Build & Learn
September 4, 2025

Real-time transcription in Python with Universal-Streaming

Learn how to build real-time voice applications with AssemblyAI's Universal-Streaming model.

Ryan O'Connor
Senior Developer Educator
Ryan O'Connor
Senior Developer Educator
Reviewed by
No items found.
No items found.
No items found.
No items found.
Table of contents

Learn how to build real-time voice applications with AssemblyAI's Universal-Streaming model.

Real-time transcription allows you to transcribe audio as it is generated, rather than submitting a complete audio file for transcription as with asynchronous transcription. Using Universal-Streaming, you can build voice agents, automated subtitles for live speeches, real-time meeting transcription, and interactive voice applications with industry-leading accuracy and ~300ms latency, which performance benchmarks show is up to 41% faster than some competing solutions.

In this tutorial, we'll learn how to perform real-time transcription in Python using AssemblyAI's Universal-Streaming model.
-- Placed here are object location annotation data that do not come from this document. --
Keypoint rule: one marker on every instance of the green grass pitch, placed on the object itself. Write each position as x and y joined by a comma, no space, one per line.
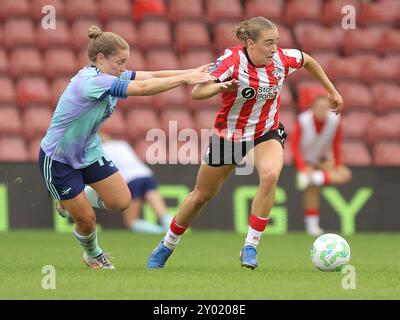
204,266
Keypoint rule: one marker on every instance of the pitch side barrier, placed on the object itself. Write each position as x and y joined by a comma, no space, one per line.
368,203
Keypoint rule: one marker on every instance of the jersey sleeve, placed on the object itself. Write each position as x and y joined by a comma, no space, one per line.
292,59
100,86
128,75
223,67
We'll cover the complete implementation process, from environment setup through advanced configuration, along with troubleshooting tips to help you build production-ready voice applications.
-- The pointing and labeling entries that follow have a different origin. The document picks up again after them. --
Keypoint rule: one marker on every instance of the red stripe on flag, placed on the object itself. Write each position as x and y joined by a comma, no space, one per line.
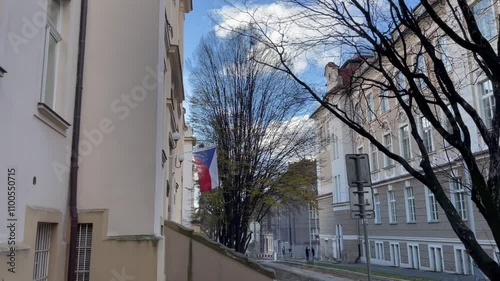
204,178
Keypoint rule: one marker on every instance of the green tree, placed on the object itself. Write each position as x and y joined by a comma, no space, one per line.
421,57
255,116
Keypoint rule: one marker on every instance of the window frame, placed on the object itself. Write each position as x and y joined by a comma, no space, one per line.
376,209
432,206
373,157
426,133
488,96
52,30
41,259
401,141
388,162
335,147
486,12
87,248
442,49
422,68
411,215
379,250
370,102
384,103
458,196
392,204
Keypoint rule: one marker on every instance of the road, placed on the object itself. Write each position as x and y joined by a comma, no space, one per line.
291,273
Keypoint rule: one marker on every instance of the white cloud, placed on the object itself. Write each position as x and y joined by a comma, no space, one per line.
285,24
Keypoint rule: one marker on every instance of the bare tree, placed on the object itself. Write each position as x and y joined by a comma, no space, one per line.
425,58
255,116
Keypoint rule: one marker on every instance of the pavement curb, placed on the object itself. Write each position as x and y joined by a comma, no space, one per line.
345,271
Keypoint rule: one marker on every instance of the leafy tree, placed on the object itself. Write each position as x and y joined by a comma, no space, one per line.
424,58
255,116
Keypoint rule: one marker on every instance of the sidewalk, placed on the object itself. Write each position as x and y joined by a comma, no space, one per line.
389,270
What is real-time transcription and when to use it

Real-time transcription processes audio as it's spoken, converting it to text with minimal delay. This is different from asynchronous, or batch, transcription where you submit a complete audio file and wait for the full transcript to be returned.
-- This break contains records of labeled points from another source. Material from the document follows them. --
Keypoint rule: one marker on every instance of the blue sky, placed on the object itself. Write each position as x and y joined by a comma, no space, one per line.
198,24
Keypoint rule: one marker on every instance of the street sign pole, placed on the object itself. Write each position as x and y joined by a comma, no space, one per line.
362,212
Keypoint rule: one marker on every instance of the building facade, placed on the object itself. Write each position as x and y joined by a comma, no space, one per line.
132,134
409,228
Choose real-time transcription when your application depends on low-latency feedback. For example, voice agents need to understand and respond to a user immediately to maintain a natural conversational flow, and as industry adoption trends indicate, businesses are rapidly adopting this technology to improve efficiency and customer experience. Other common applications include live captioning for events, real-time meeting notes, and interactive voice response (IVR) systems.

Getting started

For this tutorial, we'll be using AssemblyAI's Universal-Streaming model, which delivers immutable transcripts with ~300ms latency and intelligent endpointing designed specifically for voice agents.

You'll need an API key, so get one for free here if you don't already have one.

Universal-Streaming requires session-based pricing at $0.15/hour. Free accounts are limited to 5 concurrent sessions, while paid accounts have a default of 100 that automatically scales with usage.

Setting up the virtual environment

We'll use the AssemblyAI Python SDK for this tutorial, which provides high-level functions for interacting with Universal-Streaming. To install it, first create a directory and virtual environment for this project:

mkdir universal-streaming-demo && cd universal-streaming-demo
python -m venv venv

Next, activate the virtual environment.

On MacOS/Linux:

source ./venv/bin/activate

On Windows:

.\venv\Scripts\activate.bat

Install the portaudio system dependency:

Now, install the SDK and the additional extras:

pip install "assemblyai[extras]"

The extras contain additional packages for real-time transcription functionality, like getting the audio stream from the microphone.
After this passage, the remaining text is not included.